Auermann has walked the runway for many brands, including Thierry Mugler, Dolce & Gabbana, Fendi and Yves Saint Laurent She has appeared in advertising campaigns for, among others, Prada, Chanel, Dolce & Gabbana and Hermès. She was the international spokesperson for Shiseido in the late 1990s. Auermann has appeared on more than 100 magazine covers worldwide, including Vogue, Elle, Harper's Bazaar and i-D.

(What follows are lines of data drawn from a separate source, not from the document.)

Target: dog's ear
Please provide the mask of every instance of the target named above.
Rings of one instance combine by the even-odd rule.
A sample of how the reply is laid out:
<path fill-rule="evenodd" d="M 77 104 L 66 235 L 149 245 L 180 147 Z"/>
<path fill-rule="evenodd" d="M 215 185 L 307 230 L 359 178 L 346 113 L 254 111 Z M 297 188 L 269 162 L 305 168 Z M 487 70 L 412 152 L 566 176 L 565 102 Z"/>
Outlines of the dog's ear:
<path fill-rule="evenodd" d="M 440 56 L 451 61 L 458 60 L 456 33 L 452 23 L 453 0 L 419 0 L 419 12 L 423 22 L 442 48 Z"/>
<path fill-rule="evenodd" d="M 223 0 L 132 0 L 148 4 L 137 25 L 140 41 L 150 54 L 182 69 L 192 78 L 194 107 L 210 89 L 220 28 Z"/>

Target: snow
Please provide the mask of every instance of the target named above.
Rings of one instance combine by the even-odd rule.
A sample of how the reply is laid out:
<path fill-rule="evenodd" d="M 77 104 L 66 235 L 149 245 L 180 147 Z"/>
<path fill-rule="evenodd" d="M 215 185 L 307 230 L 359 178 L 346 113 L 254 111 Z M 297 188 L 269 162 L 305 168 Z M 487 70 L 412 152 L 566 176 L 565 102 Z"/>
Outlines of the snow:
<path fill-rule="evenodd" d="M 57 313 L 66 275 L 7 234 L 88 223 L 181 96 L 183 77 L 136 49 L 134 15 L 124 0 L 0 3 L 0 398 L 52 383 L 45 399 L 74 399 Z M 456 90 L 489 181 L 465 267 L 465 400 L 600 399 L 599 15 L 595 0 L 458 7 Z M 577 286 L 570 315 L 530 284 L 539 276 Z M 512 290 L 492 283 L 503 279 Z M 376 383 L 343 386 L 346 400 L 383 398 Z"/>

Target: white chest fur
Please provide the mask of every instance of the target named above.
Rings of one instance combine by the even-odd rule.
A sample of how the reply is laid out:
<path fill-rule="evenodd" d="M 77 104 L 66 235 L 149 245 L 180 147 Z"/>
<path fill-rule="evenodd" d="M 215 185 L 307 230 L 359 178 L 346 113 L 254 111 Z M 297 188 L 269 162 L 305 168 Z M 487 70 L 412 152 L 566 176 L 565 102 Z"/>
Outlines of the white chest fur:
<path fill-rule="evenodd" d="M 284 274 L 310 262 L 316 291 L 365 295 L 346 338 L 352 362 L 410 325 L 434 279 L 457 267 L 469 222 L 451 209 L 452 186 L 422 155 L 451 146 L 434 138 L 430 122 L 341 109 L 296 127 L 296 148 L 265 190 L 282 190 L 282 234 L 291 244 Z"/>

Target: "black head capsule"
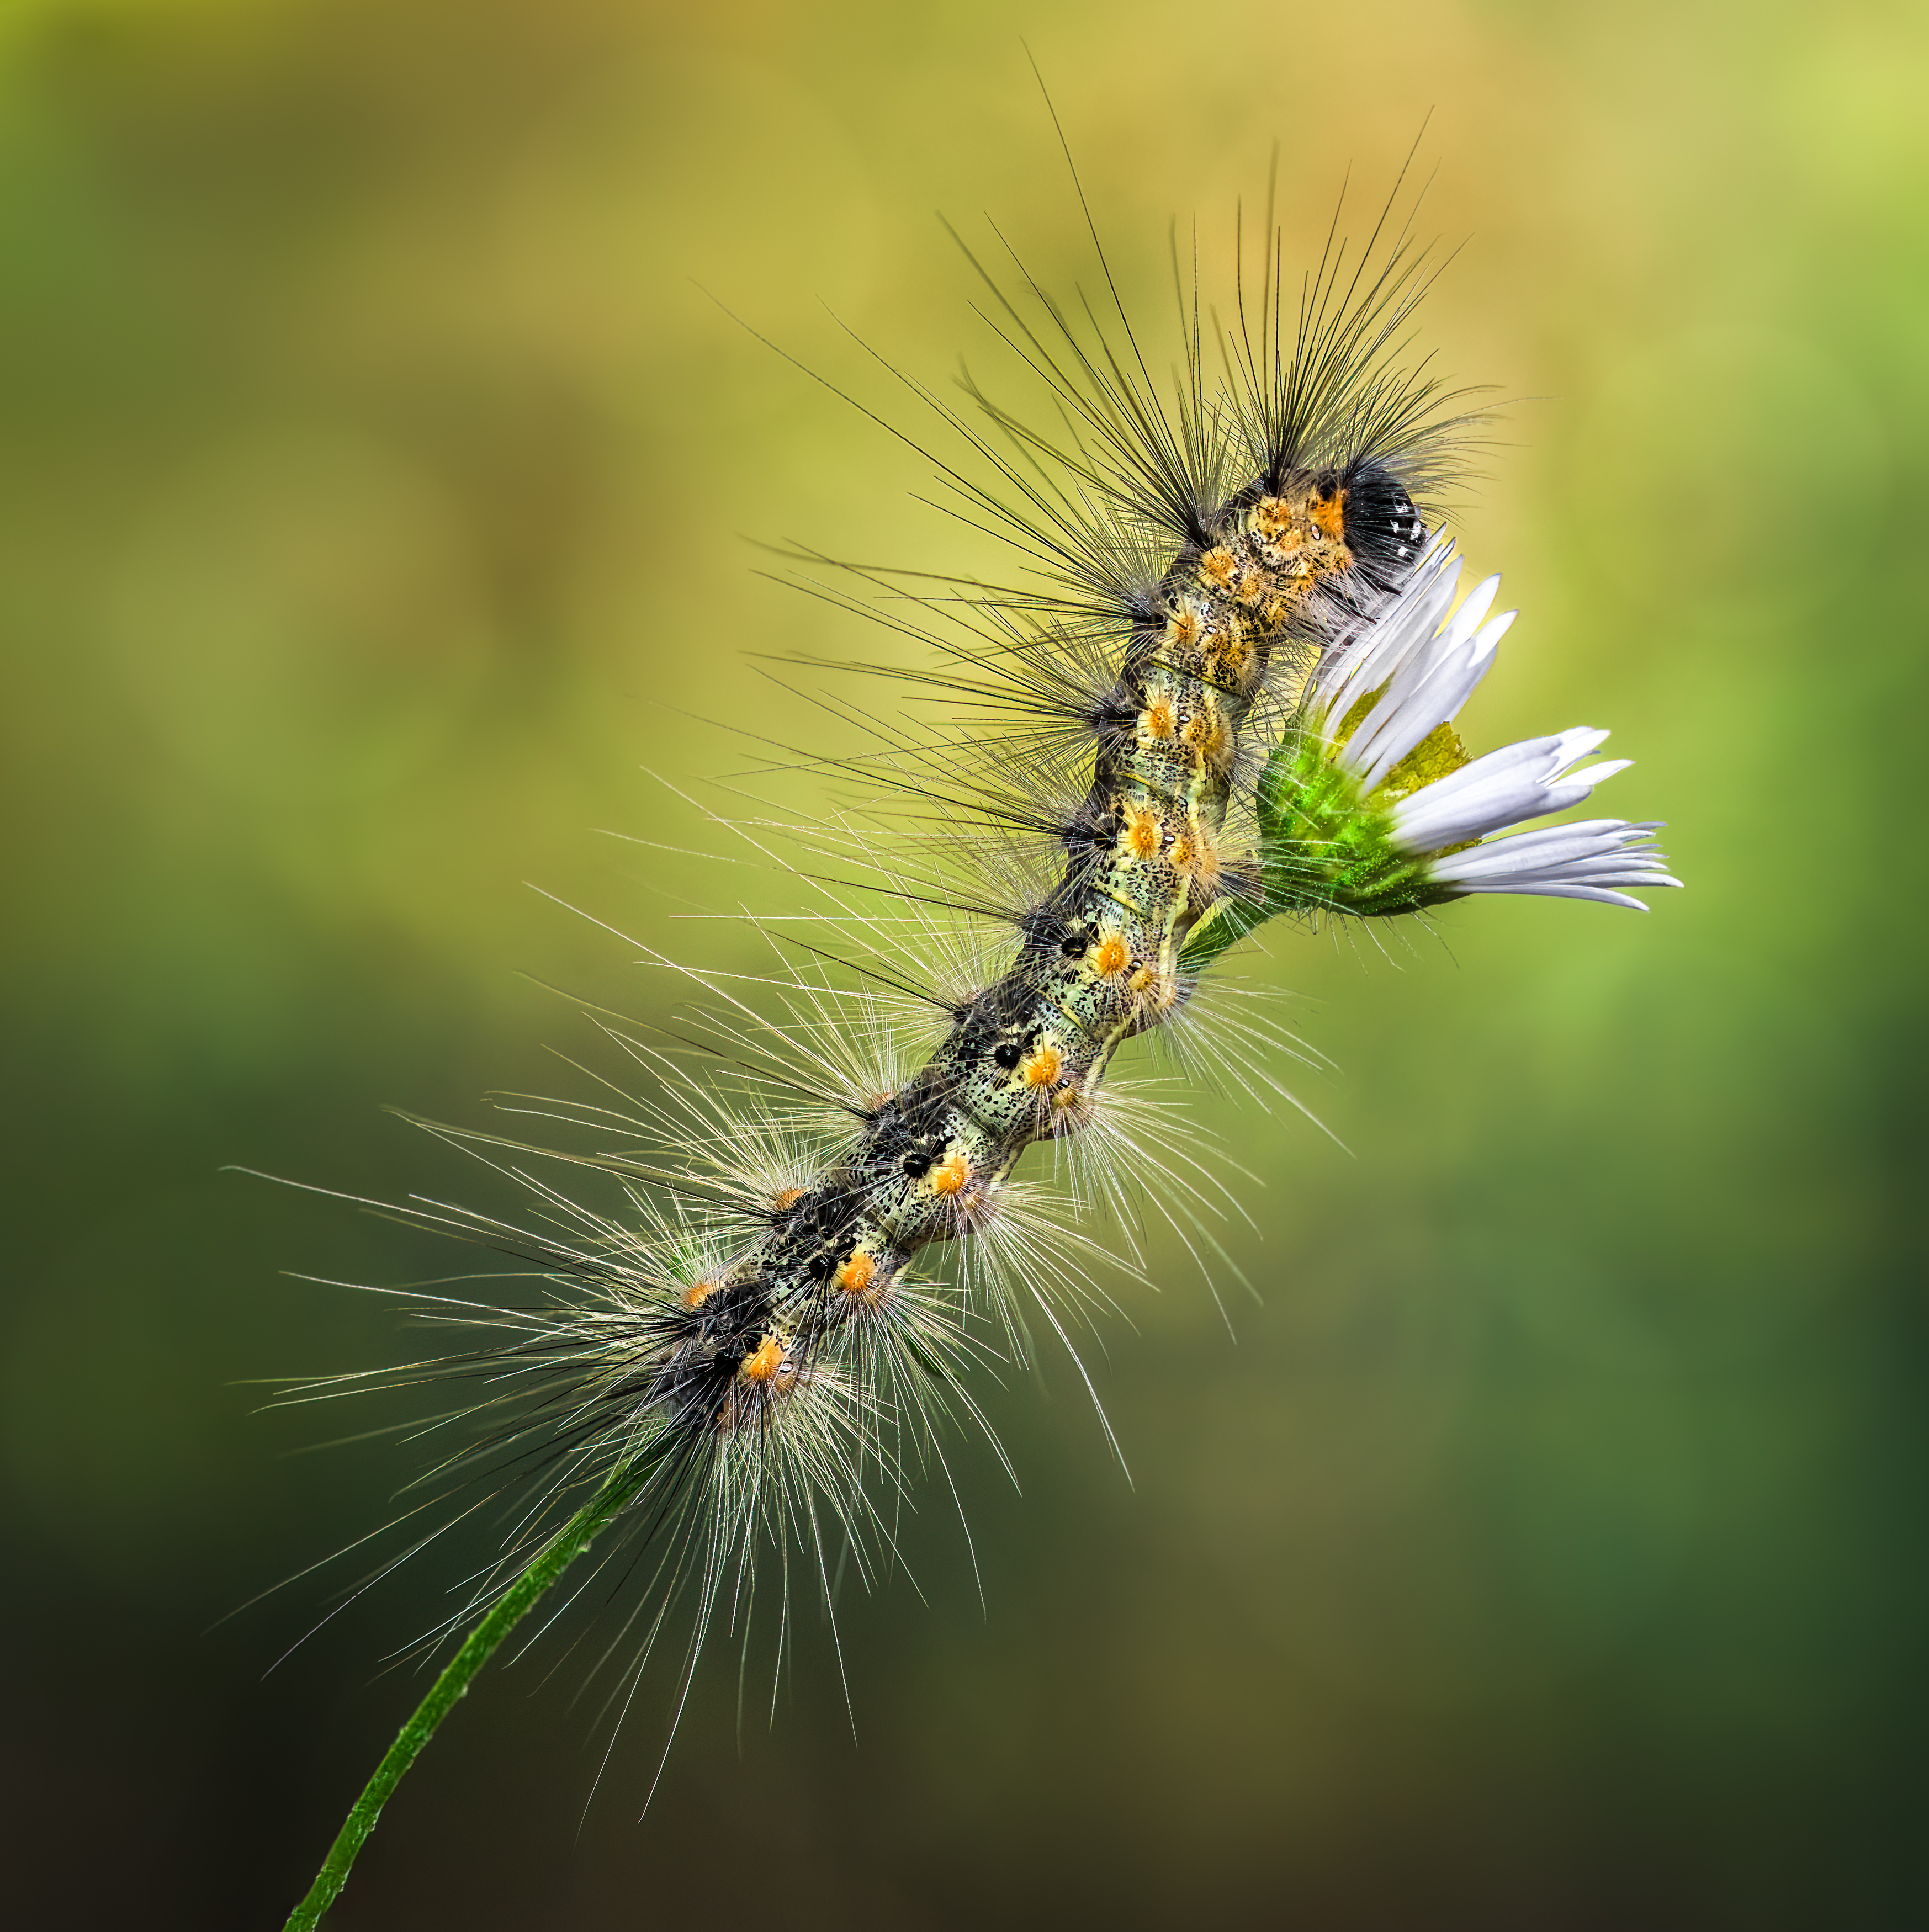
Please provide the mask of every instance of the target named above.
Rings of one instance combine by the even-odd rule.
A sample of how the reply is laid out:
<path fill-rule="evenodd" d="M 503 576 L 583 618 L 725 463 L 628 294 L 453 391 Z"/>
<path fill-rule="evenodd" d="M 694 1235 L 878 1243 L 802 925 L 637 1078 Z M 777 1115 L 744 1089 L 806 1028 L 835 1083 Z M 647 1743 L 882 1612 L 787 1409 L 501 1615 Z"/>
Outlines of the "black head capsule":
<path fill-rule="evenodd" d="M 1426 548 L 1426 520 L 1412 491 L 1384 464 L 1355 464 L 1346 480 L 1346 547 L 1369 578 L 1391 587 Z"/>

Throughout her career she has worked with renowned photographers including Helmut Newton, Steven Meisel, Craig McDean, Juergen Teller and Peter Lindbergh, who saw her as his muse.

==Personal life==
In 1997, Auermann had her first child, a daughter named Cosima, with Olaf Björn Tietz. Cosima is now a model. In 1999, Auermann married German actor Wolfram Grandezka. Their son, Nicolas, was born in the same year. Nicolas is also now a model. Auermann and Grandezka divorced a few years later. Auermann gave birth to her third and fourth children in 2010 and 2013.

Auermann enjoys spending her holidays in the spa town of Heiligendamm on Germany's Baltic coast. She was convicted of tax evasion by a German court in 2011 and was fined 90,000 EUR. In an interview with the German press in 2013, she revealed that she was living with her children and partner, whose name she has kept secret, in Dresden.